IF you are storing petrol after last week’s panic, make sure it is legal.
Suffolk Trading Standards and Fire Service have jointly clarified the regulations for storing petrol at home. They say it can be kept in a domestic garage or outbuilding, but there are restrictions on the amount that can be stored.
The only permitted combinations of two approved containers are one suitable 10 litre metal container and one five litre approved plastic container (totalling 15 litres), or two five litre approved plastic containers (only 10 litres can be kept if plastic containers are used)
The containers used must be robust, marked with their contents and have tight fitting lids to prevent leakage of liquid or vapour. Plastic ones must comply with petroleum spirit container regulations.
They must also be stored securely – ideally they should be locked up and kept away from any combustible material. Under no circumstances should petrol be stored inside the home.
Councillor Colin Spence, Suffolk County Council’s portfolio holder for public protection said: “We strongly advise against the bulk buying and storage of petrol. It is an incredibly dangerous substance.

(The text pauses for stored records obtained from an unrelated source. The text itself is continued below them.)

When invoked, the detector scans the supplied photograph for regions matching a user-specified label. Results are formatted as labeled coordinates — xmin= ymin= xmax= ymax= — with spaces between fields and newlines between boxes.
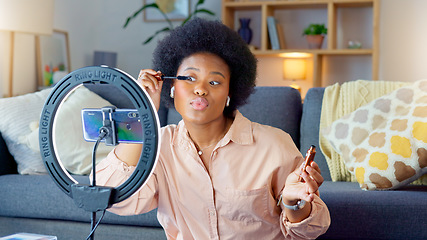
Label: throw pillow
xmin=20 ymin=86 xmax=113 ymax=175
xmin=322 ymin=80 xmax=427 ymax=190
xmin=0 ymin=89 xmax=51 ymax=174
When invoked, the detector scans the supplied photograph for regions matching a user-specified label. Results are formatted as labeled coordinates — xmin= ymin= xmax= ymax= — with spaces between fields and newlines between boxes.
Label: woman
xmin=97 ymin=19 xmax=330 ymax=239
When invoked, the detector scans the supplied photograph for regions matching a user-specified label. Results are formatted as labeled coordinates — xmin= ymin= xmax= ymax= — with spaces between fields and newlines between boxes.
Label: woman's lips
xmin=190 ymin=97 xmax=209 ymax=111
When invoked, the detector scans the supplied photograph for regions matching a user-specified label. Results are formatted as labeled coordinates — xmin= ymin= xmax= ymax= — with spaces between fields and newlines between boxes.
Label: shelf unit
xmin=222 ymin=0 xmax=379 ymax=87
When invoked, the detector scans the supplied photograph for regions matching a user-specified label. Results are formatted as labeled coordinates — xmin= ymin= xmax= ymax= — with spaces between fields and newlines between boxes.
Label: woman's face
xmin=174 ymin=53 xmax=230 ymax=124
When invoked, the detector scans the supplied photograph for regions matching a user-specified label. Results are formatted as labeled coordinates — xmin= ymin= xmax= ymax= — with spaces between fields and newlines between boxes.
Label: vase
xmin=306 ymin=35 xmax=325 ymax=49
xmin=237 ymin=18 xmax=252 ymax=44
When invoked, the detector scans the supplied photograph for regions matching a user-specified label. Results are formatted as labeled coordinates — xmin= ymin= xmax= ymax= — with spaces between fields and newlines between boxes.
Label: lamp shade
xmin=283 ymin=58 xmax=307 ymax=80
xmin=0 ymin=0 xmax=54 ymax=35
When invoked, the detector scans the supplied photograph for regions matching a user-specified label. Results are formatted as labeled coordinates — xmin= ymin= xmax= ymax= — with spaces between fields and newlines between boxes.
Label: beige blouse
xmin=96 ymin=111 xmax=330 ymax=239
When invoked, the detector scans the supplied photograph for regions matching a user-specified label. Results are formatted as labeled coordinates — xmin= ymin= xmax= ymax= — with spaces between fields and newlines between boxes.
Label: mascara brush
xmin=161 ymin=76 xmax=194 ymax=81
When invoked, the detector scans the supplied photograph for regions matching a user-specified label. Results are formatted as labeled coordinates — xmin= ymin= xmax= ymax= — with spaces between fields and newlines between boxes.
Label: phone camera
xmin=128 ymin=112 xmax=138 ymax=118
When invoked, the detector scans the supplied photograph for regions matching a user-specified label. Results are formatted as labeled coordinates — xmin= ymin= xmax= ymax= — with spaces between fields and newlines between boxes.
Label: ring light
xmin=39 ymin=66 xmax=160 ymax=207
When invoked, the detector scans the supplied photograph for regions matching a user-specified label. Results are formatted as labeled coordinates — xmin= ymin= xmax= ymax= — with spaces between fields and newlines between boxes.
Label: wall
xmin=0 ymin=0 xmax=427 ymax=96
xmin=0 ymin=0 xmax=221 ymax=96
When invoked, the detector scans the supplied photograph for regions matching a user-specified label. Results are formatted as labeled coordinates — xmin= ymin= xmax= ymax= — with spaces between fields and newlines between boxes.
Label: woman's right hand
xmin=137 ymin=69 xmax=163 ymax=111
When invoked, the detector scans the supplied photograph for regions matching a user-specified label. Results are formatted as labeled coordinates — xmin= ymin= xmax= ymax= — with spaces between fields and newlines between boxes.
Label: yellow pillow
xmin=322 ymin=80 xmax=427 ymax=190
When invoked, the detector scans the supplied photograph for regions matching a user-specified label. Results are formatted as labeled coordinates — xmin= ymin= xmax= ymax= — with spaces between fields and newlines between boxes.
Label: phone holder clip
xmin=99 ymin=106 xmax=119 ymax=146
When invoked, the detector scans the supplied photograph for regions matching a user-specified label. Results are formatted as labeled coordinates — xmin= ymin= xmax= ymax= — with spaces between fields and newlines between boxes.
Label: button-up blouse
xmin=96 ymin=111 xmax=330 ymax=239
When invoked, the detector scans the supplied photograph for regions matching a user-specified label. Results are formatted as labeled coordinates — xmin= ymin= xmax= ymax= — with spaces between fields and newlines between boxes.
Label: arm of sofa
xmin=0 ymin=133 xmax=18 ymax=175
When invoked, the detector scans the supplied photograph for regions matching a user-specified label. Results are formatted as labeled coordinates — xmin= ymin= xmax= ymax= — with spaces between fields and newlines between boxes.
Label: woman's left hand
xmin=282 ymin=162 xmax=323 ymax=205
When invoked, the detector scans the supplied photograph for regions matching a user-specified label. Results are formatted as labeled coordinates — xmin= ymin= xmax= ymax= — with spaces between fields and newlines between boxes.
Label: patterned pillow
xmin=322 ymin=80 xmax=427 ymax=190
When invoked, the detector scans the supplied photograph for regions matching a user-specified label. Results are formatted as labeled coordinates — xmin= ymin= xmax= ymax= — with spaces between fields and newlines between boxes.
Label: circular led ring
xmin=39 ymin=66 xmax=160 ymax=204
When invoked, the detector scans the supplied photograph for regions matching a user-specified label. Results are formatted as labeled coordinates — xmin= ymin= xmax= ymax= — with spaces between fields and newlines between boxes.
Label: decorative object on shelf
xmin=123 ymin=0 xmax=215 ymax=45
xmin=237 ymin=18 xmax=252 ymax=45
xmin=281 ymin=52 xmax=310 ymax=92
xmin=0 ymin=0 xmax=54 ymax=97
xmin=302 ymin=23 xmax=328 ymax=49
xmin=36 ymin=30 xmax=71 ymax=87
xmin=348 ymin=40 xmax=362 ymax=49
xmin=93 ymin=51 xmax=117 ymax=68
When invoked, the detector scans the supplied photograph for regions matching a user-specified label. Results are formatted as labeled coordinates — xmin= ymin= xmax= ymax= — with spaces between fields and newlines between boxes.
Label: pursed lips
xmin=190 ymin=97 xmax=209 ymax=111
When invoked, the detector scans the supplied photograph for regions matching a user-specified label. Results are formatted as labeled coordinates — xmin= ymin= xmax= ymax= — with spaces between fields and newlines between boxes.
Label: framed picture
xmin=36 ymin=30 xmax=71 ymax=88
xmin=144 ymin=0 xmax=190 ymax=22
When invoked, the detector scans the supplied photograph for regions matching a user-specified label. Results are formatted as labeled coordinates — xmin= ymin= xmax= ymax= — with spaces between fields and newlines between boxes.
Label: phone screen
xmin=81 ymin=108 xmax=144 ymax=143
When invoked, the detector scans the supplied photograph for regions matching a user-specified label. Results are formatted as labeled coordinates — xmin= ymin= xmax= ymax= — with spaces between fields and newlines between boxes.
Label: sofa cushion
xmin=0 ymin=89 xmax=51 ymax=174
xmin=318 ymin=181 xmax=427 ymax=240
xmin=319 ymin=80 xmax=410 ymax=182
xmin=323 ymin=80 xmax=427 ymax=190
xmin=0 ymin=133 xmax=18 ymax=175
xmin=300 ymin=88 xmax=331 ymax=181
xmin=167 ymin=87 xmax=302 ymax=148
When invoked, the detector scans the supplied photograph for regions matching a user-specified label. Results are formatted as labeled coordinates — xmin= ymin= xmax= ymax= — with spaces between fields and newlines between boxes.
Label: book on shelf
xmin=267 ymin=16 xmax=285 ymax=50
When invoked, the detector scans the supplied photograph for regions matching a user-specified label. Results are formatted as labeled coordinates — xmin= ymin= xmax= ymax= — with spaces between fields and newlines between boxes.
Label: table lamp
xmin=0 ymin=0 xmax=54 ymax=97
xmin=283 ymin=53 xmax=307 ymax=91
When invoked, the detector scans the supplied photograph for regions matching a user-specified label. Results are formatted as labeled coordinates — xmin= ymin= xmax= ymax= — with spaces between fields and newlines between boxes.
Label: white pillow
xmin=21 ymin=86 xmax=113 ymax=174
xmin=0 ymin=89 xmax=51 ymax=174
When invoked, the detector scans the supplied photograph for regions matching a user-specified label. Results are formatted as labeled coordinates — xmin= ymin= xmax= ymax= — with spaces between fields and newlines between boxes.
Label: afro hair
xmin=153 ymin=18 xmax=257 ymax=117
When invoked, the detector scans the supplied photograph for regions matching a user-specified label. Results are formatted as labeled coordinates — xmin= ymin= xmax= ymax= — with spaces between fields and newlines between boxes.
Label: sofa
xmin=0 ymin=87 xmax=427 ymax=240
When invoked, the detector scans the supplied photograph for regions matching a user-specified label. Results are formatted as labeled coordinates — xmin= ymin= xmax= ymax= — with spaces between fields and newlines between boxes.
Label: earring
xmin=170 ymin=86 xmax=175 ymax=98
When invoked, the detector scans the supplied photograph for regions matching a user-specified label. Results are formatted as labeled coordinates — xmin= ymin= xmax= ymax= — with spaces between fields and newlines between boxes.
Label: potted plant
xmin=123 ymin=0 xmax=215 ymax=45
xmin=302 ymin=23 xmax=328 ymax=49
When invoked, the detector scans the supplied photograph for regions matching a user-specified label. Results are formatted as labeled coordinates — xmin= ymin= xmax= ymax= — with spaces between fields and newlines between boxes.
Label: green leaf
xmin=123 ymin=3 xmax=162 ymax=28
xmin=142 ymin=27 xmax=171 ymax=45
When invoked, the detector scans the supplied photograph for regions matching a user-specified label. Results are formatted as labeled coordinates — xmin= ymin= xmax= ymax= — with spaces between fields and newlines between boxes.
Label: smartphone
xmin=81 ymin=108 xmax=144 ymax=143
xmin=298 ymin=145 xmax=316 ymax=182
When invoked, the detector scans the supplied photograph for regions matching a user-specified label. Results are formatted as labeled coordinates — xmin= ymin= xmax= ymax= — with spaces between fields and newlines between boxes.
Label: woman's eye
xmin=209 ymin=81 xmax=220 ymax=86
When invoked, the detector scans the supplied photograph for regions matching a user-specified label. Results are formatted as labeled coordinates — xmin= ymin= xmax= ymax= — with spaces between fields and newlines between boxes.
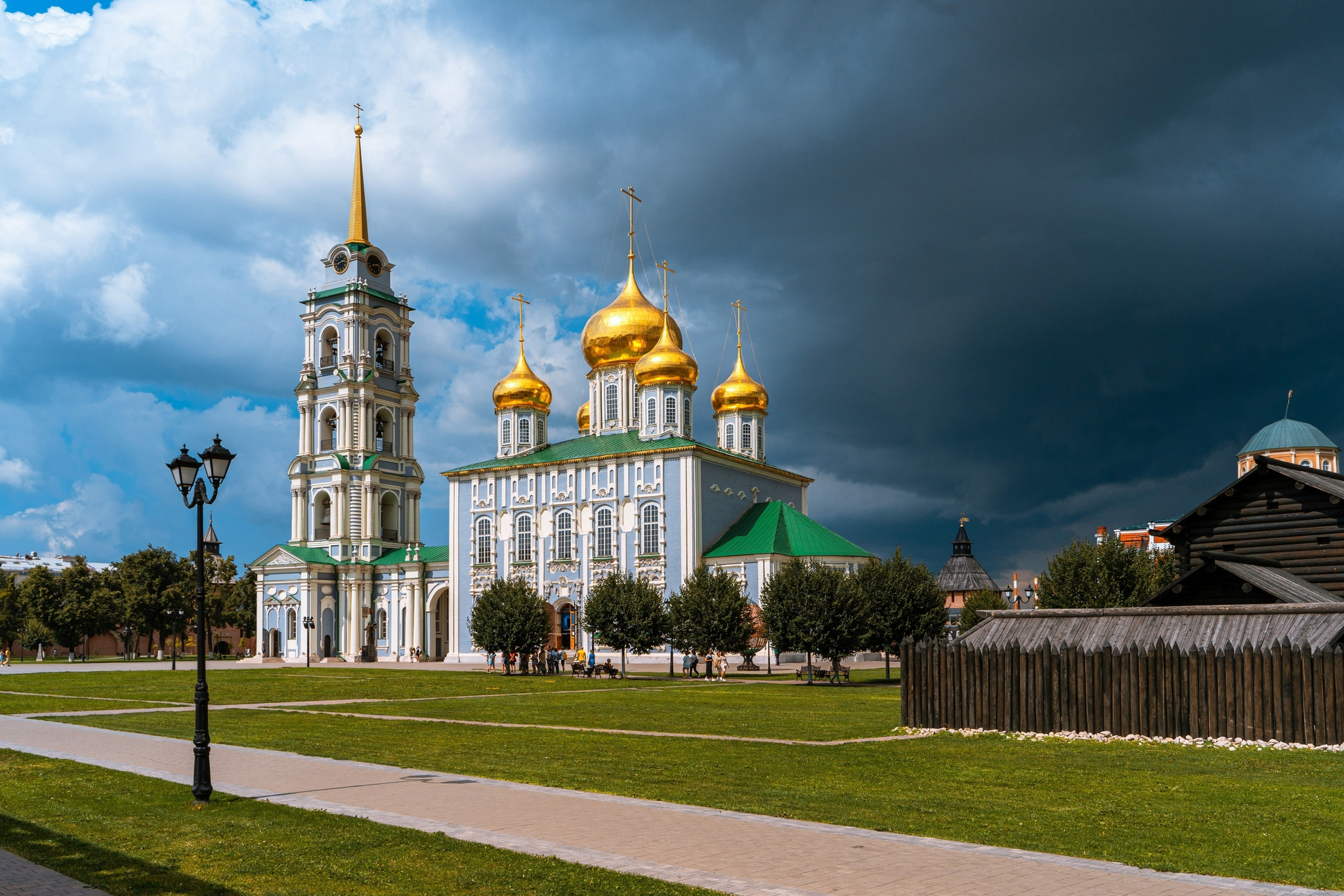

“Petrol vapour is invisible and leakages can travel significant distances to find a source of ignition. We are advising people to conserve current fuel stocks by avoiding unnecessary journeys.”
Petrol vapour is also heavier than air so even a small amount can form an explosively flammable ‘puddle’ over a large area.
There are no restrictions on storing diesel because it does not easily ignite but the council suggests sticking to the rules for petrol to reduce the risk of fumes and of pollution from leaks.